OpenCV Optical Flow Algorithm for Object Tracking
One of the problems with the Meanshift Algorithm was that the region of interest always stayed at the same size when the object came closer to the camera or moved farther away. The region needs to adapt it's size with size and rotation of the target. This was remedied by the CAMShift Algorithm.
Optical flow is the pattern of apparent motion of image objects between two consecutive frames caused by the movement of object or camera. It is 2D vector field where each vector is a displacement vector showing the movement of points from first frame to second.
Optical Flow (Sparse)
Optical flow is the pattern of apparent motion of image objects between two consecutive frames caused by the movement of object or camera.
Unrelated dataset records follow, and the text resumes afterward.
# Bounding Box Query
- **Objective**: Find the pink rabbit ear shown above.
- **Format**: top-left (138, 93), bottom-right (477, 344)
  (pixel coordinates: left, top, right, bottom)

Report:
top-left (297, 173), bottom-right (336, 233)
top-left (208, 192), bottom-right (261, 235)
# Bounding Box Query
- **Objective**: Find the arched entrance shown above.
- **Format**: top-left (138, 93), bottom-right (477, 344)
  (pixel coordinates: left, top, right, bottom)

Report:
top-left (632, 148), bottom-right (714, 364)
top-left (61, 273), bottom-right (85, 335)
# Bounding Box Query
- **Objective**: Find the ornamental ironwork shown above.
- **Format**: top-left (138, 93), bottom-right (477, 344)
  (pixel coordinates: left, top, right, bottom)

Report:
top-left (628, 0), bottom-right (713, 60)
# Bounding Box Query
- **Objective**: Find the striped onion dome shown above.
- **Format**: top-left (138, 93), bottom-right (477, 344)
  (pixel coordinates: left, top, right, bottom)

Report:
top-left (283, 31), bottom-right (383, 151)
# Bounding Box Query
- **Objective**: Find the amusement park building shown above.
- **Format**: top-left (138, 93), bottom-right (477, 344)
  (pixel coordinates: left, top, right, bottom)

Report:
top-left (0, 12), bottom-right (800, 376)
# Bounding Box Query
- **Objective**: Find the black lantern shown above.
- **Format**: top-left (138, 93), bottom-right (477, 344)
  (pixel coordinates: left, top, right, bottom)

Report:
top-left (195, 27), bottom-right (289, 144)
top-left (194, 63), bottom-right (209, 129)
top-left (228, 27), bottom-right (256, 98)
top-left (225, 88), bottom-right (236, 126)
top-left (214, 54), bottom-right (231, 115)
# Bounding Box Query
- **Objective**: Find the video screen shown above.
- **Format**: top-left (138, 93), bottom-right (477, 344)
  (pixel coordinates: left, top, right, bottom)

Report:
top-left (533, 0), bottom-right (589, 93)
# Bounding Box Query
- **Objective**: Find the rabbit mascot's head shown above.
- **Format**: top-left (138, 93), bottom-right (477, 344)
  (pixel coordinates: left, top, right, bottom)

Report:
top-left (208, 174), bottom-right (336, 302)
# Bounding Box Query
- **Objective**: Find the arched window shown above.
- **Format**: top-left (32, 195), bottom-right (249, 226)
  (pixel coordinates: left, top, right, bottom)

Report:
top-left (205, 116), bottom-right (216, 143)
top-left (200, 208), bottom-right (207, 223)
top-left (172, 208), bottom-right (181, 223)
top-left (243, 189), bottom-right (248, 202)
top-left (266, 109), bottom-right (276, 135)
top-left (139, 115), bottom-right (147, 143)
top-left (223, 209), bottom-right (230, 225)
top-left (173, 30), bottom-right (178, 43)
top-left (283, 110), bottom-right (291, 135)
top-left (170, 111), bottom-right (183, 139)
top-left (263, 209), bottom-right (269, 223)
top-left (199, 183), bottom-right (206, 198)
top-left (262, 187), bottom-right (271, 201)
It is 2D vector field where each vector is a displacement vector showing the movement of points from first frame to second.
Get your Video
Get your video file input:
cap = cv2.VideoCapture('resources/group_of_people_02.mp4')
# get first video frame
ok, frame = cap.read()
Auto Select Object to Track
I want to use the Shi-Tomasi Corner Detector which is used by the OpenCV Good Features to Track
function to detect the corner points of an object. As usual, image should be a grayscale image. Then you specify number of corners you want to find. Then you specify the quality level, which is a value between 0-1, which denotes the minimum quality of corner below which everyone is rejected. Then we provide the minimum euclidean distance between corners detected:
# generate initial corners of detected object
# set limit, minimum distance in pixels and quality of object corner to be tracked
parameters_shitomasi = dict(maxCorners=100, qualityLevel=0.3, minDistance=7)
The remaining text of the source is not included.